Friday, April 3, 2015

R.I.P.: Bob&Ray Radio Script Writer Tom Koch

Tom Koch
Tom Koch, a creator of the vexingly convoluted game 43-man Squamish for Mad magazine and unheralded author of thousands of comedy scripts for Bob and Ray radio programs that in his words parodied “pompous versions of real people,” died on March 22 at his home in Laguna Woods, Calif.

He was 89 years-of age, according to The NY Times.  The cause was pulmonary failure, said his son, John.

He was prolific writing for Bob and Ray’s regular radio programs, turning out almost 3,000 sketches in the 33 years after he was recruited in 1955 as their silent partner.

“He certainly contributed a big part of the Bob and Ray repertoire on radio,” Mr. Elliott said Wednesday.



“They usually ad-libbed their stuff,” Mr. Koch told The Los Angeles Times in 1996, “but NBC didn’t want things going out over the network without knowing what was coming in advance, so they asked me to start writing for them.”

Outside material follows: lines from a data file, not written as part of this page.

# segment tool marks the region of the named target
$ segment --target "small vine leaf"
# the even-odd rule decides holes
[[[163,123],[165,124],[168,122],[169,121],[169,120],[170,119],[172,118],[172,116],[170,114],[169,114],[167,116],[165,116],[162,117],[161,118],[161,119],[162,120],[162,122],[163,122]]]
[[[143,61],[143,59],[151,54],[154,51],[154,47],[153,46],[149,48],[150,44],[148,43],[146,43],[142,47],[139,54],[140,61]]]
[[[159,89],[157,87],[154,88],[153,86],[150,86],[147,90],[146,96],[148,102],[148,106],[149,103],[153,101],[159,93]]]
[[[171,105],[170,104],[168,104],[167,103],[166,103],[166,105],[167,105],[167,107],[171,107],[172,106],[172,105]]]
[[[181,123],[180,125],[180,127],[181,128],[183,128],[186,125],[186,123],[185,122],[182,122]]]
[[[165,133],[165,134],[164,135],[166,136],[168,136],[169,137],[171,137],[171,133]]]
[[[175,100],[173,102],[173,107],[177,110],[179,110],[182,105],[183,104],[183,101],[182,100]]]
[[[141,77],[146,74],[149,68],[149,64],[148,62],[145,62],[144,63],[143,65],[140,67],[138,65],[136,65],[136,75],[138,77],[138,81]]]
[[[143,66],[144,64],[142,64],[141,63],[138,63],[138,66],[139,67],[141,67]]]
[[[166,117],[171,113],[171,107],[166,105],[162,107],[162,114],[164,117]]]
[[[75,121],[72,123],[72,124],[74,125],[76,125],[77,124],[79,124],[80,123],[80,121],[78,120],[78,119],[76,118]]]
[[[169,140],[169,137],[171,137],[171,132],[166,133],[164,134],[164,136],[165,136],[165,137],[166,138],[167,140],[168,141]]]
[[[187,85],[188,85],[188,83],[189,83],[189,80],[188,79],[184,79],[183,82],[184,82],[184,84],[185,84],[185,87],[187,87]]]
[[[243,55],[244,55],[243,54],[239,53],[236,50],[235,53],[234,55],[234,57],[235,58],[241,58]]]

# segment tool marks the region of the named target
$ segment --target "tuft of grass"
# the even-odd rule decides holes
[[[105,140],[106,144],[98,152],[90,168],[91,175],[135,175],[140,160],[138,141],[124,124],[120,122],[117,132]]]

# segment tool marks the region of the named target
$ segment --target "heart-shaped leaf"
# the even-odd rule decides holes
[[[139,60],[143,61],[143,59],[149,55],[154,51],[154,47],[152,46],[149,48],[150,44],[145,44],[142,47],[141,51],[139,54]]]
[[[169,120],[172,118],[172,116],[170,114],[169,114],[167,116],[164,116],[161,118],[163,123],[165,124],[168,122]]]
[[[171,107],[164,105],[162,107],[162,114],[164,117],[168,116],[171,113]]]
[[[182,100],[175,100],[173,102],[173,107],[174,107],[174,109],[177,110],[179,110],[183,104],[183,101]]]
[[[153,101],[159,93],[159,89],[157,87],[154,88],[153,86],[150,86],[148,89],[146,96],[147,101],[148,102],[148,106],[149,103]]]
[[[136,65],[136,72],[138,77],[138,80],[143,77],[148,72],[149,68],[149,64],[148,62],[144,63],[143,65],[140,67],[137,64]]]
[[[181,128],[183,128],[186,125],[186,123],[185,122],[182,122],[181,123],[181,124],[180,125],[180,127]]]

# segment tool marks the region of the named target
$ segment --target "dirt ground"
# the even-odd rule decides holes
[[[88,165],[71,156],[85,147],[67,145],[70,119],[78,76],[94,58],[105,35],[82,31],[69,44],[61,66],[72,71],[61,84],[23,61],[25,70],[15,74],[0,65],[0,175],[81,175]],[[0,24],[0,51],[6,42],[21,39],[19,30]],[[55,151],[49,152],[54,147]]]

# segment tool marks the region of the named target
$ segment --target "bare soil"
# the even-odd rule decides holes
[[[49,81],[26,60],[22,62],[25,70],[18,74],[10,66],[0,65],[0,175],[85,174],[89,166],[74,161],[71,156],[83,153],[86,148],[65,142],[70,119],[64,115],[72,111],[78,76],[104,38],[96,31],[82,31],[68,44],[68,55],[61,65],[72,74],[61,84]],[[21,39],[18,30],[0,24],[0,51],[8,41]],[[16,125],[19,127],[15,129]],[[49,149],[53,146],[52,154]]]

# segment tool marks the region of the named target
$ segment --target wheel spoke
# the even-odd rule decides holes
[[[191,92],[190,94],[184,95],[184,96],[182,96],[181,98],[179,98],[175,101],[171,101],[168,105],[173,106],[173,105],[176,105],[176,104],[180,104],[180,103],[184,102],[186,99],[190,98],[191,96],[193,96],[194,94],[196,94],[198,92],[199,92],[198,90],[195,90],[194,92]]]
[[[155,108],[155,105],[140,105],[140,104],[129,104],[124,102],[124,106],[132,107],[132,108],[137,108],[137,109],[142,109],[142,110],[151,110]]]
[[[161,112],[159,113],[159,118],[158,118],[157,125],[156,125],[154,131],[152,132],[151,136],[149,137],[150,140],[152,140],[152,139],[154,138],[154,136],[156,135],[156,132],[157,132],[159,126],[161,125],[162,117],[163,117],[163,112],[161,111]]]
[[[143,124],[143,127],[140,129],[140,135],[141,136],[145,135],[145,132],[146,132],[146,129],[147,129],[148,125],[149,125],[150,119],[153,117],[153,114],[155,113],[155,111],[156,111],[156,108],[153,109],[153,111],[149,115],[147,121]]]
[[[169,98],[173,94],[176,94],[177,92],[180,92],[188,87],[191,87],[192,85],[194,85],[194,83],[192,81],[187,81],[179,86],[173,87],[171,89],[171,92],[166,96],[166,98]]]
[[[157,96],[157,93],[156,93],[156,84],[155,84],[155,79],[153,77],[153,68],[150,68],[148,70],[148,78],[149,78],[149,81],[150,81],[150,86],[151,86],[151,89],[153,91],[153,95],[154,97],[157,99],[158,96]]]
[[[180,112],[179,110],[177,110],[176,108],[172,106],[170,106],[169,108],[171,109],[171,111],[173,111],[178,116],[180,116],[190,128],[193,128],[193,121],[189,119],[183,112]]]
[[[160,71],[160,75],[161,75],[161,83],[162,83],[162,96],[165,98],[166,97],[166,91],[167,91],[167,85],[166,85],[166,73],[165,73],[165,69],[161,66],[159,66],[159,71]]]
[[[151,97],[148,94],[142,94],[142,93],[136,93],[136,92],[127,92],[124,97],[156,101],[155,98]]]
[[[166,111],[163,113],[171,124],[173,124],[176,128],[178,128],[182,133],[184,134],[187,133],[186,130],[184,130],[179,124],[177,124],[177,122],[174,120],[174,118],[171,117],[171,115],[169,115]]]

As a result, in three-and-a-half-page, five-minute scripts, radio audiences were introduced to the president of the Slow Talkers of America; the hapless detectives in Squad Car 119; a bridge builder who went bankrupt (listeners could hear cars splashing in the background); the executive secretary of the Parsley Society of America bemoaning the per capita decline in consumption; and the bumbling correspondent Wally Ballou’s report from a prefabricated igloo factory in Greenland where the temperature was kept at 30 degrees below zero to keep the components from melting.